Le problème est que l’ammoniac est aujourd’hui principalement issue des énergies fossiles créant pour le Maroc une dépendance aux importations. Or, la production d’hydrogène vert par électrolyse pourrait permettre au pays de fabriquer par lui-même de l’ammoniac décarboné. Disposant des premières réserves de phosphate au monde, le royaume profiterait dès lors d’un avantage compétitif sur les engrais bas-carbone. Ceci explique d’ailleurs pourquoi l’Allemagne et sa puissante industrie chimique se montrent autant intéressées par le potentiel énergétique marocain.

 

Des incertitudes

Les doutes quant à la production d’hydrogène

Le Maroc souhaite donc investir massivement dans la production d’hydrogène décarboné afin de l’exporter vers l’Europe. Pourtant, beaucoup d’experts doutent de la faisabilité d’une telle ambition. Ainsi, on peut s’interroger quant au niveau de disponibilité des ressources solaires et éoliennes consacrées à la production d’hydrogène. En effet, le Maroc affiche l’objectif ambitieux de consommer domestiquement près de 11 GW d’électricité renouvelable d’ici à 2030.

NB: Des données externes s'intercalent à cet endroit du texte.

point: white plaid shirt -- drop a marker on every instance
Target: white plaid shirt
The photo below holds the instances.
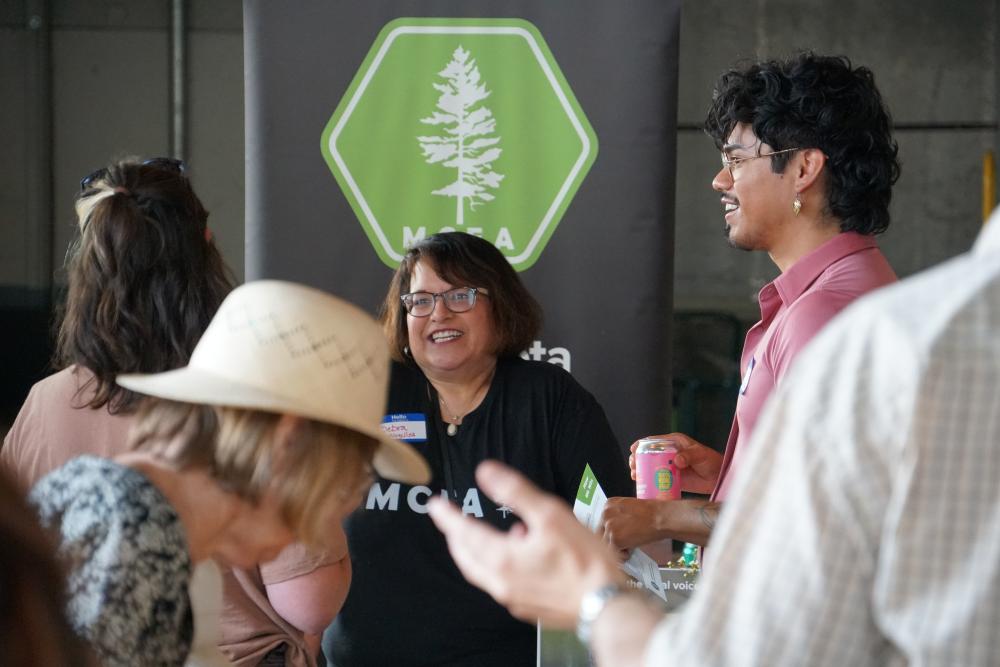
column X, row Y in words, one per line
column 864, row 528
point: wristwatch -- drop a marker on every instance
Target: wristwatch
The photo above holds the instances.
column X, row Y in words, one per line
column 591, row 606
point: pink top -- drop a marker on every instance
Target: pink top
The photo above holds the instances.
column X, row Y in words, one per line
column 793, row 309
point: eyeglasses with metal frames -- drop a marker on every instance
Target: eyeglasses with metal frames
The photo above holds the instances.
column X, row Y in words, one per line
column 458, row 300
column 733, row 163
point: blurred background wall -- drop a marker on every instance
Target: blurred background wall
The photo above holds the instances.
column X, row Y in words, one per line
column 84, row 81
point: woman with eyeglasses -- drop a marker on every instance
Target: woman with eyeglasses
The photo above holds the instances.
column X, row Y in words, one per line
column 457, row 317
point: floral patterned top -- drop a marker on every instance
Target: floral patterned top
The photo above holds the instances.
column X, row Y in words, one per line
column 128, row 559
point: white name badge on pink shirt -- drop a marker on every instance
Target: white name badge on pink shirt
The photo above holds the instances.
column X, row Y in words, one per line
column 746, row 376
column 408, row 427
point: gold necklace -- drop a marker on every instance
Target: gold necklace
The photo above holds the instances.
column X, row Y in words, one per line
column 456, row 419
column 453, row 425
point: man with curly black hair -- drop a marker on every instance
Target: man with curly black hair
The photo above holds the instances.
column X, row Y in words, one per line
column 808, row 165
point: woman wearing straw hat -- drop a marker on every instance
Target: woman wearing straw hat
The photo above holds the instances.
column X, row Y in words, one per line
column 265, row 437
column 457, row 317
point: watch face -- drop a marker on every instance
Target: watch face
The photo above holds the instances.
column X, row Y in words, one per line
column 592, row 605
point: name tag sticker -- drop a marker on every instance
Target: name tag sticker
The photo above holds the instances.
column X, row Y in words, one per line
column 408, row 427
column 746, row 376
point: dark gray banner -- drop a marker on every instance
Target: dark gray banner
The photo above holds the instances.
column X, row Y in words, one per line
column 546, row 127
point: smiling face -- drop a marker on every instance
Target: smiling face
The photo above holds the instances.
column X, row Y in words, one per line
column 449, row 345
column 757, row 201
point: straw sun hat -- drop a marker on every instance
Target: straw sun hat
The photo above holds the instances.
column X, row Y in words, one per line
column 286, row 348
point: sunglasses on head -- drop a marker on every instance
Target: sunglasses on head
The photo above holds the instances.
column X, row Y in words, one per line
column 165, row 163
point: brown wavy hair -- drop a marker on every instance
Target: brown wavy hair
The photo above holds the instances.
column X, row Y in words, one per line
column 321, row 467
column 465, row 260
column 144, row 278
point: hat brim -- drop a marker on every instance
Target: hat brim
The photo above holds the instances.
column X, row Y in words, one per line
column 393, row 459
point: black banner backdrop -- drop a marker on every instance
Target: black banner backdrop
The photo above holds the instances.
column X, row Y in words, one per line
column 569, row 140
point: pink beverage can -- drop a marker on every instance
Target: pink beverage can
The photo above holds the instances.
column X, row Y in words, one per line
column 656, row 474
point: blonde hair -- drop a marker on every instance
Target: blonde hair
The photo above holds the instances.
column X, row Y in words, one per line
column 314, row 471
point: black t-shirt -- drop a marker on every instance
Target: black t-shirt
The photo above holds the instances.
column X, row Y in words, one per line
column 408, row 604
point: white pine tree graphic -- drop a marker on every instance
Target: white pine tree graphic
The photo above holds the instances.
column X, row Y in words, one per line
column 465, row 144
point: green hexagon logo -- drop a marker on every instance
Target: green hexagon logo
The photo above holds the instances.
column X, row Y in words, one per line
column 464, row 124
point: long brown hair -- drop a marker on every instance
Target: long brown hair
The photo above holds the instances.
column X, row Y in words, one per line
column 144, row 278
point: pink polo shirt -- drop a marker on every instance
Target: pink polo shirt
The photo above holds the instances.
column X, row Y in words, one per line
column 793, row 309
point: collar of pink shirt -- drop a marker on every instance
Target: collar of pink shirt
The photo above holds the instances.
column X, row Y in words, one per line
column 791, row 284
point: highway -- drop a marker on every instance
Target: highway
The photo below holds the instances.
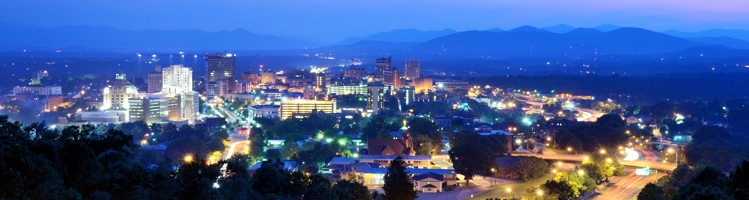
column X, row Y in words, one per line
column 627, row 187
column 580, row 158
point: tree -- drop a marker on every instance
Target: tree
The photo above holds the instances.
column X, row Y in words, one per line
column 561, row 188
column 530, row 168
column 457, row 123
column 421, row 126
column 706, row 133
column 423, row 145
column 346, row 190
column 738, row 183
column 470, row 160
column 288, row 149
column 652, row 192
column 398, row 183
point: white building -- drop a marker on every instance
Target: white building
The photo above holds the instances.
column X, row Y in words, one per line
column 177, row 79
column 37, row 89
column 116, row 96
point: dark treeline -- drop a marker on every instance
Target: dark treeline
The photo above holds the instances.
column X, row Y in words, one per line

Ce chiffre équivaudra à 52 % de la consommation d’électricité à cette date. Or, cet objectif risque de cannibaliser une partie des ressources en EnR au détriment de la production d’hydrogène. L’ambition marocaine sur l’hydrogène pourrait dès lors faire les frais des arbitrages internes en faveur de la consommation domestique. En outre, la multiplication des sécheresses engendrée par le réchauffement climatique pourrait altérer l’hydroélectricité et ainsi la continuité des approvisionnements.

La question non résolue du transport

La question du transport de l’hydrogène et des EnR pose également des difficultés au gouvernement marocain. L’hydrogène peut effectivement être transporté via des gazoducs déjà existants entre le Maroc et l’Europe. Or, les effets corrosifs de l’hydrogène sur les infrastructures ne permettent pas une pleine utilisation des gazoducs. Aujourd’hui, on estime à environ 15 % la capacité maximale d’hydrogène que peut supporter un gazoduc.

Le transport maritime, quant à lui représente l’option la plus intéressante pour transporter l’hydrogène. Cependant, cette option exige une transformation de l’hydrogène en ammoniac ou en méthanol. Or, cela crée des surcoûts importants d’autant plus qu’il faut ensuite redécomposer l’ammoniac pour disposer de nouveau de l’hydrogène.

Par conséquent, la question du transport de l’hydrogène apparaît comme un élément clé dans la réussite des ambitions marocaines. De même, l’intermittence de la production pourrait engendrer des problèmes graves de continuité des approvisionnements en électricité bas-carbone. Pour Rabat, la route sera donc encore longue avant de voir le pays devenir une véritable puissance énergétique.